Ravel, un retour en enfance

Ravel, un retour en enfance

Pour sa nouvelle saison hors les murs, l’Opéra de Toulon ouvre le bal, le 3 octobre prochain au Zénith, avec L’Enfant et les Sortilèges de Maurice Ravel. Deux représentations pensées pour les familles, dont une programmée en journée.

Après Lille, Lyon ou encore Limoges, Toulon s’apprête à son tour à découvrir la fantaisie musicale de Maurice Ravel. Créé en 1925 à l’Opéra de Monte-Carlo, L’Enfant et les Sortilèges s’est depuis imposé comme l’un des opéras les plus accessibles pour le jeune public (dès 8 ans), sans pour autant cesser de séduire les mélomanes de tous âges.

Grande figure littéraire de ce début de XXe siècle, Colette conçoit le livret original en 1916, au départ comme un simple « divertissement pour (sa) fille« . Ravel y associera quelques années plus tard une musique à la fois tendre et vive, mêlant classique, jazz, polka et valse – on a même un duo… miaulé ! Celle-ci rythme ce conte où objets et animaux prennent vie pour donner une leçon à un petit garçon qui les persécute.

Créée en 2016, cette production est portée par le travail de l’illustrateur Grégoire Pont et du metteur en scène James Bonas : des images numériques sont projetées sur un « écran » en tulle, séparant l’orchestre du public. Destinées à créer un monde fantasmagorique, elles permettent de captiver les plus jeunes et de replonger les adultes dans la nostalgie de leur enfance. C’est sur ce tissu souple, transparent et vaporeux que la magie opère : une tasse chinoise se brise en mille morceaux, des chiffres envahissent l’espace, le Feu fait danser ses étincelles et une immense main gronde le garçon dissipé. Le numérique devient un outil d’immersion, illustrant l’évolution technique de l’opéra lyrique, qui utilise les codes visuels d’aujourd’hui pour accompagner des dialogues centenaires.
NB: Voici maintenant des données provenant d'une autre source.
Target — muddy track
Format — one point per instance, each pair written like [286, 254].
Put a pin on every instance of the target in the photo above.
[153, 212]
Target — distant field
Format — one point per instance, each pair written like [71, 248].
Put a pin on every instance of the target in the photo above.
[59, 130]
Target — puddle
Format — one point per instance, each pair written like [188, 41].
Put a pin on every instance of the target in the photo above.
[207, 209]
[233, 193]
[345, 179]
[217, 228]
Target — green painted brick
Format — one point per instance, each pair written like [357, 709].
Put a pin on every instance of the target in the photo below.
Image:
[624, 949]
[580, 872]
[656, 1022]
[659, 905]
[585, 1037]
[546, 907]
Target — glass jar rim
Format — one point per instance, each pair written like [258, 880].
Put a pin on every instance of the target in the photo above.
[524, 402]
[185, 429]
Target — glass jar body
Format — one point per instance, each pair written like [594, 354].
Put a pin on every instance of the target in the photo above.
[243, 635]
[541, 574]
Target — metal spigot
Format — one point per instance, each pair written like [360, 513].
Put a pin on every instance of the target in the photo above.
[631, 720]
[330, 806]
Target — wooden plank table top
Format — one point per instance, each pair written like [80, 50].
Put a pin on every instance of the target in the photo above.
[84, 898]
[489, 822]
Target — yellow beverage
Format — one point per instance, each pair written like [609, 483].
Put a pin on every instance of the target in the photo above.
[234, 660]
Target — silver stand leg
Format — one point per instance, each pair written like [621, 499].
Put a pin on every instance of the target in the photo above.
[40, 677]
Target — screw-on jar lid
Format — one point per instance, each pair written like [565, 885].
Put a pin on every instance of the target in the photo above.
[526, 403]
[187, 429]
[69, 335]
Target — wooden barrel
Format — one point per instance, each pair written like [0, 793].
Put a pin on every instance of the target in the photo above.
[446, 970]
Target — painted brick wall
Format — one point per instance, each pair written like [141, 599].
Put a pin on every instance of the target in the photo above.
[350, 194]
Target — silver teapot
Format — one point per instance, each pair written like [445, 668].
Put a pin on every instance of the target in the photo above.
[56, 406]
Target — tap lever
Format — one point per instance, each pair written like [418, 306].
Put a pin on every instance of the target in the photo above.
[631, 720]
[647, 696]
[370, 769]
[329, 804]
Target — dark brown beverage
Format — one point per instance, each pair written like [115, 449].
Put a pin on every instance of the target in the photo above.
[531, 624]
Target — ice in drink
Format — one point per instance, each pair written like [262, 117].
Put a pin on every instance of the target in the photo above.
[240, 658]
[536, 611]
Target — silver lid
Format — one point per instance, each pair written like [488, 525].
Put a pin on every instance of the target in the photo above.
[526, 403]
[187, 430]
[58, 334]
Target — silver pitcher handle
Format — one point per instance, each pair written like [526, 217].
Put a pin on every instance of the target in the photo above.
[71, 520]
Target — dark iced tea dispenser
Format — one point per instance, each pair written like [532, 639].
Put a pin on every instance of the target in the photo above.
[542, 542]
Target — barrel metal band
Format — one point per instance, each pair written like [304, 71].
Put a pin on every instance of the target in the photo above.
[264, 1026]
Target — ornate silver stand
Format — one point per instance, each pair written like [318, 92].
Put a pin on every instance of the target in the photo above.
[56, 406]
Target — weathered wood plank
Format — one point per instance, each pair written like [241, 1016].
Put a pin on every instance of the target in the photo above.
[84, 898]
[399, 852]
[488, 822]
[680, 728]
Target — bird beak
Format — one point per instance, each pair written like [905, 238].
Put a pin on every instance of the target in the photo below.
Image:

Le caractère original de cette œuvre prouve que l’opéra n’est pas, comme certains le pensent encore, destiné exclusivement à un public expert ou senior. Pour l’occasion, l’Opéra de Toulon mettra à l’honneur de jeunes artistes émergents, dont la mezzo-soprano lauréate de l’Académie du Festival d’Aix-en-Provence et de la Fondation des Treilles, Victoire Bunel, dans le rôle de l’Enfant, et programme en 1e partie une version musicale du Petrouchka d’Igor Stravinsky, ballet-pantomime à l’origine composé en 1911 et révisé en 1947 dans une orchestration allégée.